By L.A. Williams, Correspondent
Christian Action League
December 20, 2012
RALEIGH — Lawmakers who tried to crack down on methamphetamine production last year by forcing stores to electronically track their sales of pseudoephedrine may be more willing to declare this main meth ingredient a Schedule III drug after hearing the latest statistics on meth lab busts.
According to the State Bureau of Investigation, law enforcement has raided 444 labs so far this year, nearly 30 percent more than the record set in 2011, one of a number of factors that has the House Select Committee on Methamphetamine Abuse calling for legislation similar to that in Oregon and Mississippi, that would make pseudoephedrine products that are precursors to meth available by prescription only.
Rep. Craig Horn (R-Union) who had argued strongly for the prescription-only requirement initially called for nearly two years ago in House Bill 12, said Saturday that failure to do so has cost the state meth deaths and hundreds of thousands of dollars, even as stores have for a year monitored sales of pseudoephedrine.
“The system does exactly what it is intended to do, but it has no impact on reducing the meth lab incidences in the state,” he said.
Instead of keeping the cold medicines out of the hands of meth cookers, he said the tracking system has simply led to growth in the cottage industry of smurfing — purchasing the maximum amount of pseudoephedrine allowed by the state and selling it at a high profit margin to lab operators.
Prior to 1976, pseudoephedrine was sold only by prescription. Once over the counter, abuse began to grow. To help slow it down lawmakers in 2005 ordered it sold behind the counter and pharmacies began asking for identification and signatures of purchasers. Last year’s move to a system called NPLEx (National Precursor Log Exchange) was designed to make it easier to track people who were buying the maximum at one store and then driving down the street to do the same at the next.
But Horn says meth cookers simply send acquaintances in to do their buying for them.
“A meth cooker gives a person $20 and says go buy me as much Sudafed as you can. They spend $8 on the Sudafed and keep the rest of the money. There are a whole lot of people out there willing to spend eight and get 20. So this system does nothing to reduce the meth labs,” he said. Further, he said when people do purchase the drugs; the system informs them exactly how much they can legally buy at that time, which encourages them to ask for the max.

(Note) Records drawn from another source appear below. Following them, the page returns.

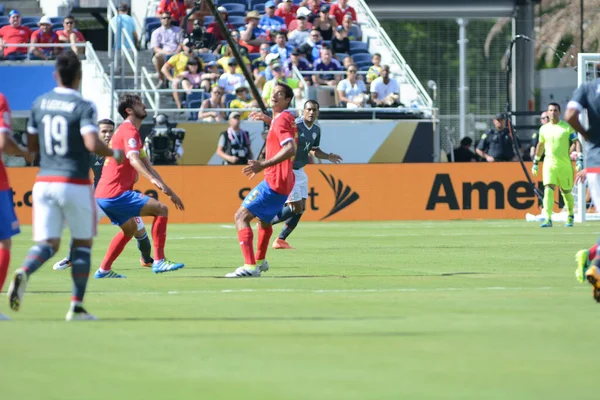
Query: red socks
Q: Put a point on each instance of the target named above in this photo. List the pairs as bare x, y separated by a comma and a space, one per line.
246, 238
159, 236
592, 254
114, 250
264, 235
4, 261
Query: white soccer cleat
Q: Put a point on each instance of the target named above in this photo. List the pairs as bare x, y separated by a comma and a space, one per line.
79, 314
62, 265
16, 290
244, 272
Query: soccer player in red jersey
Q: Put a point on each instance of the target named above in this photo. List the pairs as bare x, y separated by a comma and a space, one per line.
9, 225
115, 195
267, 199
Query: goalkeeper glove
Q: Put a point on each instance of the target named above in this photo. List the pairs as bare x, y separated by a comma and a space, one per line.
534, 169
579, 162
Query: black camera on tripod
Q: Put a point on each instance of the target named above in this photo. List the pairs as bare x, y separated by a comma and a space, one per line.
164, 144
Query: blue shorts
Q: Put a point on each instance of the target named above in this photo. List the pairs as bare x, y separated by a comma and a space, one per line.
122, 208
264, 202
9, 224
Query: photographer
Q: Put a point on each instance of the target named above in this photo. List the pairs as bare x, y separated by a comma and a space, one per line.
234, 143
164, 145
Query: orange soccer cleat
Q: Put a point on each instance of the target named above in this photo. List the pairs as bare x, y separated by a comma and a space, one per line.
282, 244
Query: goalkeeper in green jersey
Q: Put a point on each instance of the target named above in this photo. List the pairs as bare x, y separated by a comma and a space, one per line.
555, 139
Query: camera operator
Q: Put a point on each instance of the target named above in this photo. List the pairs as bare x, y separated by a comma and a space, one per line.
164, 145
234, 143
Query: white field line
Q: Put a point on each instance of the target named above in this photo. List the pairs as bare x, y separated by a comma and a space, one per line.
326, 291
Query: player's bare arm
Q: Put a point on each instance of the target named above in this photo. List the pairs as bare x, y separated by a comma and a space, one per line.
287, 151
320, 154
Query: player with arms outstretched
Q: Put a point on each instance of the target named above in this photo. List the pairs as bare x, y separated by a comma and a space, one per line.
587, 97
106, 129
269, 196
62, 128
309, 139
115, 195
555, 140
9, 225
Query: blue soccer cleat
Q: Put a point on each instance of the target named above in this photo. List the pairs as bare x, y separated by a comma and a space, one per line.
110, 274
160, 266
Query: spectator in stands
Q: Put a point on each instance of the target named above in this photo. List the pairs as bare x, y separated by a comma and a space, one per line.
354, 32
340, 43
340, 9
234, 144
214, 27
176, 8
165, 42
243, 100
71, 35
496, 145
351, 91
230, 79
279, 76
215, 101
14, 33
299, 35
301, 63
375, 69
178, 63
287, 10
463, 153
282, 48
251, 33
325, 24
46, 36
302, 12
385, 92
326, 63
223, 62
124, 21
270, 22
312, 47
191, 78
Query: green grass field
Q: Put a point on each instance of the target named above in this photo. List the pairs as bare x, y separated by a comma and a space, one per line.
415, 310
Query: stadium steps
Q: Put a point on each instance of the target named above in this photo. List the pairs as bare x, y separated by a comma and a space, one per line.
25, 7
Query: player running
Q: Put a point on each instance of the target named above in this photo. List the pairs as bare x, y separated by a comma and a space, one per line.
62, 128
309, 139
115, 195
586, 97
555, 140
106, 129
9, 225
269, 196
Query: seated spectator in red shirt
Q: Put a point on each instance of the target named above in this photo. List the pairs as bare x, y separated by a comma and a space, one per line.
14, 33
46, 36
214, 27
177, 9
287, 10
71, 35
341, 8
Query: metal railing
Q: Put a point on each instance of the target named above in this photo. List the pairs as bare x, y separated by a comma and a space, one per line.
409, 75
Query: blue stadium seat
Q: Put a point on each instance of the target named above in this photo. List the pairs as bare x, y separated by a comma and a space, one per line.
357, 47
234, 7
361, 57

As important as the failure of the tracking system is to the push for stronger legislation is the apparent success of laws in Mississippi and Oregon, which have significantly reduced meth labs (93 percent decrease in Mississippi; 96 percent in Oregon) without the predicted financial crises that some lawmakers feared.
Horn said he still expects changing pseudoephedrine to a prescription only drug to be a hard sell as people don’t want the Legislature “sticking its nose into their medicine cabinet.” But he said data from the prescription-only states shows that fears of people not being able to get their medicine because they can’t afford doctors’ visits have not been realized.
“Oregon and Mississippi found ways to deal with it, and we can too,” he said.
In addition to suggesting prescription-only status for pseudoephedrine, the House committee recommended legislation that would increase penalties for anyone manufacturing meth in the presence of children, the disabled or elderly as well as the creation of a criminal offense for the purchase or possession of a pseudoephedrine product by someone with a prior record of meth possession or manufacture. They also asked for the General Assembly to pass a law ordering the Department of Health and Human Services to study current cleanup rules for meth lab properties and to come up with a recommended meth concentration level to be used as part of a post-cleanup inspection.
“We know that any law that restricts pseudoephedrine to a prescription is going to inconvenience some people who use the medicine legitimately, but we’ve simply got to stop these dealers in death from getting this substance,” said the Rev. Mark Creech. “We appreciate this committee’s work and hope this is a top priority when the Legislature returns next month.”
Horn said the committee’s probing the issue over the past year and a half revealed to him that most of the answers lie with medicine manufacturers.
“There are now two medications — one just received FDA approval and another one is waiting — that include a type of pseudoephedrine that cannot be used to make methamphetamine,” he said. “So the solution to our meth problem is in the hands of manufacturers if we can just direct the public pressure toward them to do the right thing.”